# Lessons learned — Phase 2 HSM cutover 2026-05-04

This document captures the surprises and corrections from CCAT's first
HSM cutover (Phase 2 — switching step-ca's signing keys from the
file-backed Phase 1 throwaway to the real Nitrokey HSM 2 dongle on
input-b). The [cutover playbook](cutover-playbook.md) has been updated
to bake these in, so a future redeploy following the playbook should
not re-encounter them. This page exists so future operators
understand the *why* behind the playbook's odd-looking choices — and
in particular, why three commits (`c30459f`, `c4b4a71`, `9ef17d3`)
encode different "right answers" depending on which architectural
hypothesis was current at the time.

Run details:
- **Date:** 2026-05-04
- **Operator:** buchbend, single seat — the second-pair-of-eyes role
  was filled by an AI assistant that got the architecture wrong twice
  before getting it right.
- **HSM in production:** Nitrokey HSM 2, serial `DENK0403253`, internal
  USB on input-b
- **CA software:** step-ca pinned at `0.30.2-hsm` (upstream image),
  step-cli at 0.30.2 (matching ceremony's pinned version)

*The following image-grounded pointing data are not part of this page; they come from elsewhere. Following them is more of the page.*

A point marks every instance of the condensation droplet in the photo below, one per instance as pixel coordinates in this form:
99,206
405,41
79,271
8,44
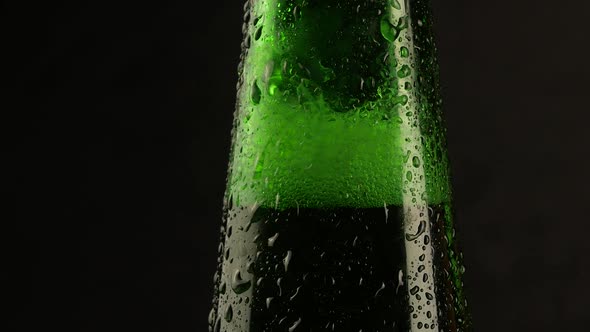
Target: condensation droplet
229,313
294,326
256,94
238,284
404,71
416,161
421,228
271,240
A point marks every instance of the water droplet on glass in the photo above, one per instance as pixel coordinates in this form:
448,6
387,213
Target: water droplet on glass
258,33
380,289
287,259
404,71
238,284
388,31
217,327
404,52
271,240
256,94
409,176
421,228
229,313
416,161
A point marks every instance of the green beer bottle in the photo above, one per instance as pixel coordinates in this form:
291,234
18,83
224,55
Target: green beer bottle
337,213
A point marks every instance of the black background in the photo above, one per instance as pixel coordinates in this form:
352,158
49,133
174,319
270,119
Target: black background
126,113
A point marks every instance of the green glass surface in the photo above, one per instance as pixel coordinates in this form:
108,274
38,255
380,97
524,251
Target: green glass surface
338,210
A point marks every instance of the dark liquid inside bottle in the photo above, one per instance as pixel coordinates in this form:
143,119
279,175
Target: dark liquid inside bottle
341,269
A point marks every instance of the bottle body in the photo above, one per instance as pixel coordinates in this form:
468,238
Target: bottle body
337,215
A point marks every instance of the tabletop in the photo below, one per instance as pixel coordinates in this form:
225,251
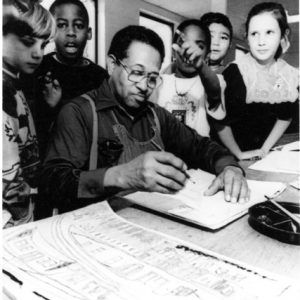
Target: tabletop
237,240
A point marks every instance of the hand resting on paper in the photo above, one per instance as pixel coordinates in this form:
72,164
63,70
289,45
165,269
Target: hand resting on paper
156,171
234,184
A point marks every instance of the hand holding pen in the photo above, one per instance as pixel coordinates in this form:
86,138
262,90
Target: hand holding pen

## 1. The architectural multi-pivot

The biggest single lesson: **the "right" architecture for accessing
a USB HSM from a containerised step-ca on Linux is not the architecture
the playbook prescribed**. It took three pivots to find what works,
each rejected for valid reasons that turned out to also apply to the
eventual right answer.

**Path A — libusb-direct (playbook §E5 as originally written):**
Container at `user: 1000:1000`, pass `/dev/bus/usb` through, use
group_add for plugdev. step-ca → opensc-pkcs11.so → libusb directly.
*Failed because* OpenSC's `opensc-pkcs11.so` on Linux/Debian is built
only against `libpcsclite` — there is no libusb-direct reader
subsystem. Without a pcscd to talk to, `pkcs11-tool --list-slots`
returns "No slots" inside the container even when `/dev/bus/usb` is
visible and perms are correct. *This was rejected after* spending
hours fixing the udev rule + GID alignment + pcscd-on-host
contention, only to discover the access path can't work without
pcscd.

**Path B — host pcscd via Unix-socket bind-mount:**
Mount `/run/pcscd:/run/pcscd` into the container; container's
libpcsclite talks to host pcscd. *Failed because* RHEL host's
default polkit policy denies `org.debian.pcsc-lite.access_pcsc` to
any client that isn't the active console user or root. Adding a
polkit rule granting access by `subject.isInGroup("plugdev")` *might*
work — modern polkit checks supplementary groups via `getgrouplist()`
— but the semantics are version-dependent and a heredoc-written
polkit rule got mangled silently on terminal paste, so it was never
validated end to end. The architectural objection (host pcscd as a
SPOF coupled to the CA's lifecycle) survived.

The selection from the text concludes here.